L.D.: Creo que el anuncio conjunto de Estados Unidos y China sobre el cambio climático es uno de los más importantes elementos en esta relación bilateral. China y Estados Unidos están concibiendo una nueva y sólida relación. Estamos felices de que China esté de acuerdo con Estados Unidos sobre esta agenda verde. Entonces, no solo es mejorar la relación bilateral entre los dos sino también que el mundo goce de un clima mucho más seguro.

L.L.: Uno de los elementos relevantes es que los dos presidentes anunciaron su decisión en conjunto. El hecho de que los dos presidentes hayan invertido tiempo de manera tan personal, me parece que hace muy difícil que cualquier otro sucesor se retire de este acuerdo, ya que la relación entre China y Estados Unidos resulta muy importante para ambos.

M.E.: ¿El anuncio de Estados Unidos es acorde con la reducción de emisiones que exige la ciencia para evitar un desajuste climático de consecuencias graves e irreversibles?

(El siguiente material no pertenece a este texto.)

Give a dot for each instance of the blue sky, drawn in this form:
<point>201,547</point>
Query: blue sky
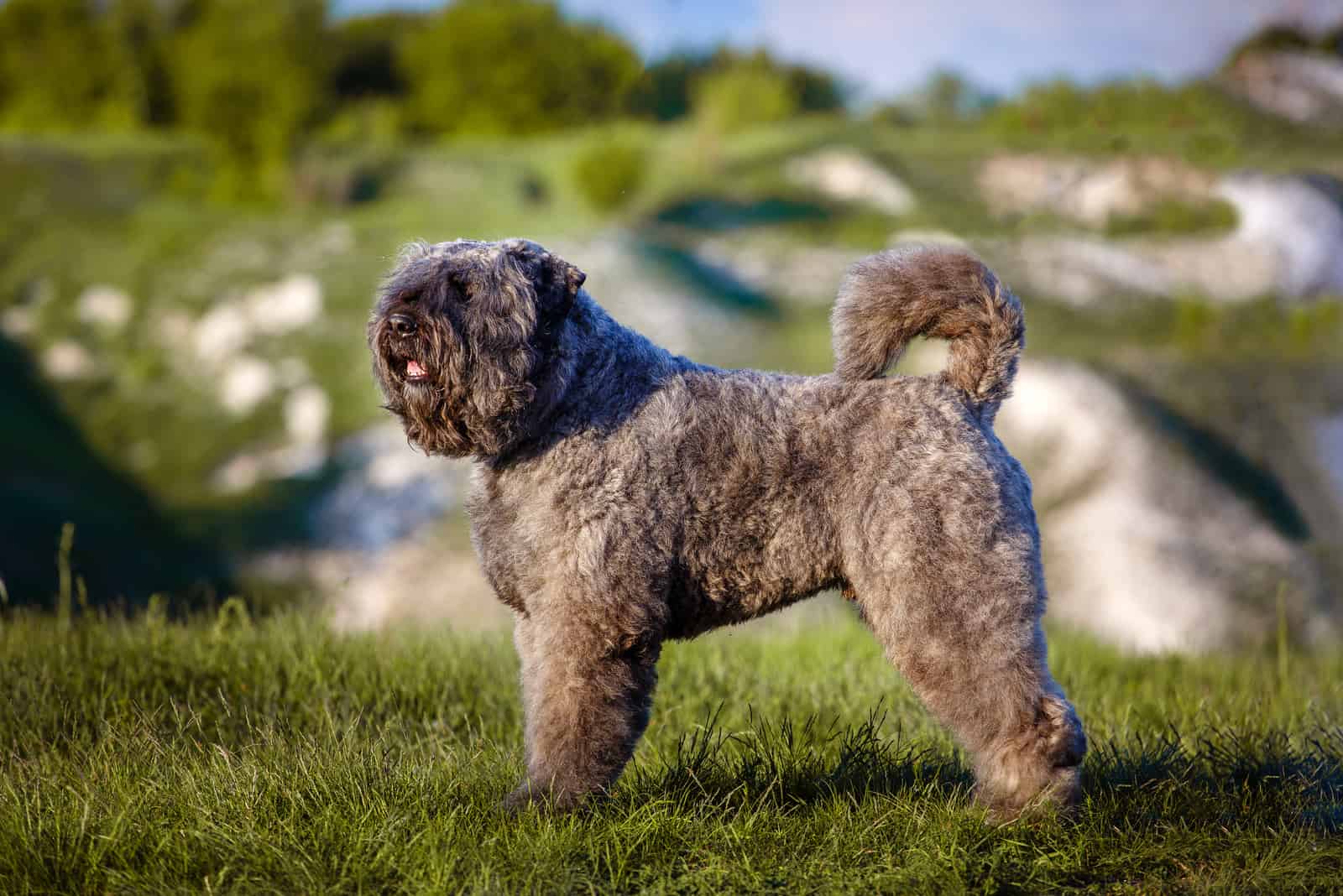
<point>891,46</point>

L.L.: El anuncio de reducción de emisiones de Estados Unidos en políticamente ambicioso. Pero es muy inferior a lo que la ciencia le exige para combatir el cambio climático. La ciencia ha sido clara: si las emisiones no disminuyen drásticamente en esta década no podremos mantenernos en el límite de 2 grados de calentamiento en relación con la temperatura preindustrial, el umbral para no entrar en un desajuste climático. Estados Unidos puede comprometerse más, especialmente en las acciones para ayudar a los países en vía de desarrollo. No hay nada en este anuncio que indique que Estados Unidos se comprometerá a ayudar a los países en desarrollo. Tampoco hay ningún indicio de que lo hará cuando anuncie sus contribuciones voluntarias en marzo. Aunque Estados Unidos aportó 3.000 millones de dólares al Fondo Verde del Clima, un paso importante para ellos, hasta ahora se han resistido a comprometerse financieramente para el periodo post 2020.